The Story:
Many of today’s disputes about voting rights are addressed under the umbrella of the Voting Rights Act of 1965, an epochal piece of legislation signed into law by President Lyndon Johnson on August 6 of that year. Martin Luther King, Rosa Parks, John Lewis and other pivotal civil rights leaders were all there when he signed it. Below, we offer some facts informed voters ought to know about that law.
Breakdown:
A quick breakdown of key provisions of the bill:
Section 2 prohibits any voting standard, practice or procedure imposed or applied by any State or subdivision “to deny or abridge the right of any citizen of the United States to vote on account of race.”

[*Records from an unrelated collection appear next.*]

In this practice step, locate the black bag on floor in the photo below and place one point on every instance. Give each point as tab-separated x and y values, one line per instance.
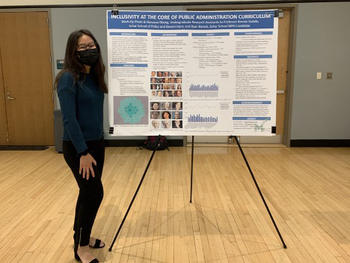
156	142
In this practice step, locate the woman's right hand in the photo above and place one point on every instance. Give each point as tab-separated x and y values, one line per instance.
86	162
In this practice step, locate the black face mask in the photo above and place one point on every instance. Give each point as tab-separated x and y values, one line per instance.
88	57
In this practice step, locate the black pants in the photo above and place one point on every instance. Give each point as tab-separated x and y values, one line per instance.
90	191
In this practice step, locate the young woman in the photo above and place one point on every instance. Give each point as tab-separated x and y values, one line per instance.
81	87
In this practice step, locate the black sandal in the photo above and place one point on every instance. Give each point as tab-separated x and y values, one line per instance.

Section 3 authorizes the Attorney General to initiate proceedings in the courts to enforce the rights guaranteed by section 2 and the 15th amendment, and authorizes the courts to appoint examiners to assist them in the enforcement of those guarantees.
Section 4 specifically abolishes literacy tests, educational requirements, and other tests and devices that were traditional armaments by this time in the disenfranchisement of African Americans.

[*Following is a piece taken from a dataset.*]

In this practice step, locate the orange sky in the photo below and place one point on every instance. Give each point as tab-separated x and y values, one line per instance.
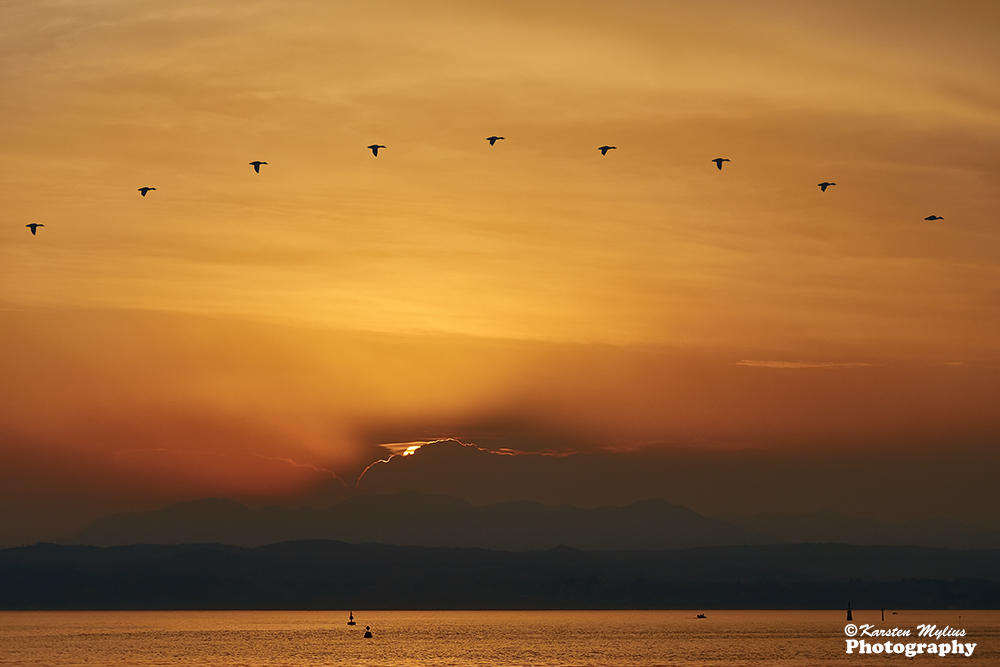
248	334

Section 5 provides that if certain states and their subdivisions with a history of racial discrimination in voting standards and practices decide to change their voting laws, they must ask permission for the Attorney General or the federal court for the District of Columbia, and that the proposed change is frozen until a favorable determination is found. This is known as “preclearance.”
In a 2013 decision, Shelby County v. Holder, the U.S. Supreme Court in effect eliminated preclearance procedures, gutting section 5. This has allowed the states, especially those of the old Confederacy, to make changes in their voting rights laws that in turn have been very controversial, that likely would not have survived preclearance.
The Thing to Know:
One key fact about the John Lewis Voting Rights Enhancement Act, which failed of passage last year due to the Senate filibuster, is that they have been designed to short-circuit the Supreme Court’s reasoning in the 2013 Shelby case, in order to reintroduce preclearance requirements, and it would ease the federal government’s ability to impose preclearance on new states and localities.